Vaccination is our best preventive measure, offering protection to individuals and the broader community. By getting vaccinated, we safeguard ourselves and reduce the spread of this potent disease. Discover the importance of getting a pneumonia vaccine.
1. Pneumococcal disease has a high mortality rate
Every year, pneumococcal pneumonia, meningitis, and sepsis claim thousands of lives. Adults aged 65 and older are particularly vulnerable to these conditions.
With a mortality rate hovering around 10% of all patients with invasive pneumococcal disease, according to the Centers for Disease Control and Prevention (CDC), the outlook is grim. Because of this, you should seriously consider getting a pneumonia shot, especially if you’re age 65 or older.
2. Pneumonia can cause complications in more than your lungs
Pneumococcal meningitis doesn’t just stop with your lungs. It can lead to hearing loss, seizures, blindness, and paralysis. Bloodstream infections, another complication, present their own set of recovery challenges.
While the lungs are often the primary target, the ripple effects of this disease touch various parts of the body, including your heart and your brain, emphasizing the need for prevention.
3. Recovering from a pneumococcal bloodstream infection is hard
Bloodstream infections caused by pneumococcal infections are severe and often require a hospital stay. The recovery isn’t quick; many patients face a long road back to health.
This illness doesn’t just affect one’s physical health; it disrupts daily activities, making the return to normalcy a tough journey. That’s why many doctors agree that the pneumonia vaccine’s benefits outweigh recovery challenges.
4. Added protection during flu season
Flu season brings with it more than just the flu. An unfortunate connection exists between the flu and a higher risk of pneumococcal pneumonia. When the flu virus strikes, it can set the stage for a secondary, often more dangerous, pneumococcal infection. This domino effect shows the importance of staying protected, especially during peak flu months.

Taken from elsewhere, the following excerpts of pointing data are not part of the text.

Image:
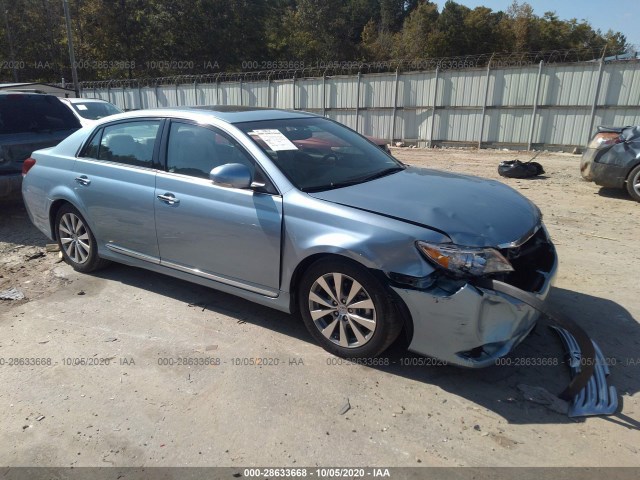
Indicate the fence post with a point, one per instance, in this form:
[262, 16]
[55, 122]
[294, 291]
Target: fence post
[484, 102]
[433, 108]
[324, 94]
[595, 101]
[293, 91]
[534, 113]
[395, 108]
[358, 102]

5. The vaccine comes with potential benefits for your heart and brain health
Beyond its primary purpose, the pneumococcal vaccine might offer unexpected benefits. Some studies hint at its protective effect against certain cardiovascular events.

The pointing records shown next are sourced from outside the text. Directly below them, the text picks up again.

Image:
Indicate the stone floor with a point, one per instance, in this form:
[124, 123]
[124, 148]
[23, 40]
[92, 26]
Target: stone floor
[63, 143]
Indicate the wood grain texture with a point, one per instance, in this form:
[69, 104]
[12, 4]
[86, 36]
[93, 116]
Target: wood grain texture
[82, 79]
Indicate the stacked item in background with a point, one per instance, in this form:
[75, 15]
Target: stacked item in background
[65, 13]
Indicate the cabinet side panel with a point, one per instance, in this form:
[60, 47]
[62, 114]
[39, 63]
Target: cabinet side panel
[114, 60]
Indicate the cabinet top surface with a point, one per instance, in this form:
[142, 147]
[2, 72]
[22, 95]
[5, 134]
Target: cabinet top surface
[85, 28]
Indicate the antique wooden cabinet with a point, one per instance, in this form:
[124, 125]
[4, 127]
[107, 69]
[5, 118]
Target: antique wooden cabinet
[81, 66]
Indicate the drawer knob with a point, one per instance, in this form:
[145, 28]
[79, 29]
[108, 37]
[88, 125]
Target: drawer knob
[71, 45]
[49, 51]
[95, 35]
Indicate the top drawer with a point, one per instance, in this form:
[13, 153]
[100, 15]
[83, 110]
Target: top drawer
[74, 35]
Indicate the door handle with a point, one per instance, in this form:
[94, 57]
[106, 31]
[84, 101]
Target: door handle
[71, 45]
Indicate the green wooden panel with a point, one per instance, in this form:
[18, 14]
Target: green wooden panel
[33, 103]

Additionally, preliminary research suggests that vaccinated people may have a reduced risk of developing Alzheimer’s disease. Although we need more research, vaccination has the potential to benefit both the heart and the brain, making a compelling case for it.
6. Pneumonia vaccines are easy to get
Navigating the world of vaccines can seem daunting, but with pneumococcal disease, it’s straightforward. Two main types of vaccines are available, catering to different needs and age groups.
Moreover, when it’s time for your annual flu shot, you can simultaneously receive the pneumococcal vaccine. This ease and convenience make it simpler than ever to stay protected.
How often do you need a pneumonia shot after 65?
After the age of 65, adults should receive at least one dose of the pneumonia vaccine. Typically, adults receive two doses a year apart, though. The specific timing and need for additional doses can depend on one’s health history and the type of vaccine received.
For comprehensive guidance, it’s essential to consult with a healthcare professional or refer to the Centers for Disease Control and Prevention (CDC) guidelines. They provide detailed recommendations on pneumococcal vaccination for adults.
Should everyone over 65 get a pneumonia shot?
The CDC recommends that all adults 65 or older receive the pneumococcal polysaccharide vaccine (PPSV23). Healthcare providers should discuss with individuals whether they need the pneumococcal conjugate vaccine (PCV13).
Those with specific health conditions or weakened immune systems may have tailored vaccination needs. It’s important to consult your healthcare provider for personalized recommendations.
Does Medicare cover pneumonia shots?
Yes, pneumonia shots are covered by Medicare Part B. It covers two separate pneumonia vaccines.